Newborns are born with 100 billion neurons — the basic cells that form the brain. Rather than create new neurons, the process of brain development is similar to electrical wiring, with these neurons forming networks of connections (or synapses). These networks, in turn, enable us to use our senses, learn, use language, and engage in more and more complex cognitive tasks. These connections are formed (or not) through a process of strengthening and pruning. Synapses that are regularly used are strengthened. Meanwhile, connections that are not used wither, and are pruned. Repetition is a key to optimal brain development because repeated experiences strengthen connections. For this reason, experiences (both positive and negative) during the baby's first three years of life are incredibly influential and potentially risky.

Brain Development is Experience-Dependent

While genes are primarily responsible for directing newly formed neurons to their correct locations, experiences during early child contribute to the strengthening of synapses, thus enhancing a child's brain development. The events that a young child experiences determine whether the developing architecture of his brain will lay a strong or weak foundation for future behavior and learning.1 Recent research has determined that early experiences help control how genes are turned on and off and even decide whether some genes are expressed at all.2 This new field termed epigenetics has emphasized the extensive contribution of experiences — and the environments in which they occur—to brain development. This area of science is on the cutting-edge of understanding the long-lasting effects of early stress. Chronic stress during the early years of life directly affects the brain architecture that is still forming — thus profoundly influencing a child's later physical and emotional well-being.2 Fortunately four simple interactions — touching, talking, reading, and playing — are linked to positive outcomes for young children, including increased self-confidence, improved language development, and better problem-solving skills. Engaging in these activities creates a strong parent-infant bond that serves as a basis for future relationships. James Heckman, an economist and Nobel Prize winner, points to the power of positive experiences during early childhood:

Early experiences can translate into school readiness, academic success, and lifetime well-being. Success builds upon success. When more children in a community are ready to learn, community-wide levels of human and social capital rise.

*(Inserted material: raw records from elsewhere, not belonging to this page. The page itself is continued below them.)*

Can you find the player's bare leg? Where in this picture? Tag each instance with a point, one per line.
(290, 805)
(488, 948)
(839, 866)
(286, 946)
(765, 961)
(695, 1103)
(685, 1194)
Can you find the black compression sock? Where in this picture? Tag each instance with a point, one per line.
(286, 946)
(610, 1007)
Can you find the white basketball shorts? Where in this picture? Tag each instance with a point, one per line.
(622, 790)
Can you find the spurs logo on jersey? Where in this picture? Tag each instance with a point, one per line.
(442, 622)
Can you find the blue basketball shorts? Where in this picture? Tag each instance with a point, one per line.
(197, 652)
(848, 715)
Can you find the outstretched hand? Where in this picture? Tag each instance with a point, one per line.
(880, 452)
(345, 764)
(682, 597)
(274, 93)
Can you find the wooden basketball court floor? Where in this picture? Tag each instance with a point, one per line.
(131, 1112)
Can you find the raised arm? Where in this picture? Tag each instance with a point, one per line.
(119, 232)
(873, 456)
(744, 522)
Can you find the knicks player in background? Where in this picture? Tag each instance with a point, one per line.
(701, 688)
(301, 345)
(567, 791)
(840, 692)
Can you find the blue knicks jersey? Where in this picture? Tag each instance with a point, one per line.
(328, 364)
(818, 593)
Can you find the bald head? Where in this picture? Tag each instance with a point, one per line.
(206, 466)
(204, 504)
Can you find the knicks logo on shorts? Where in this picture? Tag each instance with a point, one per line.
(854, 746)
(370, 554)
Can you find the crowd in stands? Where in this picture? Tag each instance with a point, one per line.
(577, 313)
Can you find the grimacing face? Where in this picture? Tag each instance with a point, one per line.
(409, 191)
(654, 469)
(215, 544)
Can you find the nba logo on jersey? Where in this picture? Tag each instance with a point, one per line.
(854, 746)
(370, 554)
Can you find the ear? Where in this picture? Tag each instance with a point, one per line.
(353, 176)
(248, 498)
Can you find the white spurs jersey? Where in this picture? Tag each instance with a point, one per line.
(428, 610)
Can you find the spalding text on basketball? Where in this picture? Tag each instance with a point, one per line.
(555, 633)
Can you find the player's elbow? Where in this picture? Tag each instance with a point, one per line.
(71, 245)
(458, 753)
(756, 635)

As parents, teachers, and community members we have enormous potential to improve the well-being of our community. By making everyday events positive learning experiences, we can provide the groundwork for future success. Children with these experiences are supplied with essential life-long skills and additionally have better health, educational, and social-emotional outcomes. As Heckman advocates, adopting small simple changes benefits the entire community since these children are able to contribute to the community in meaningful ways in the years to come.


Center on the Developing Child at Harvard University. (2007).  “A Science-Based Framework for Early Childhood Policy.” Available here.

Center on the Developing Child at Harvard University. (2010) “Early Experiences Can Alter Gene Expression and Affect Long-Term Development. Working Paper 10.” Available here.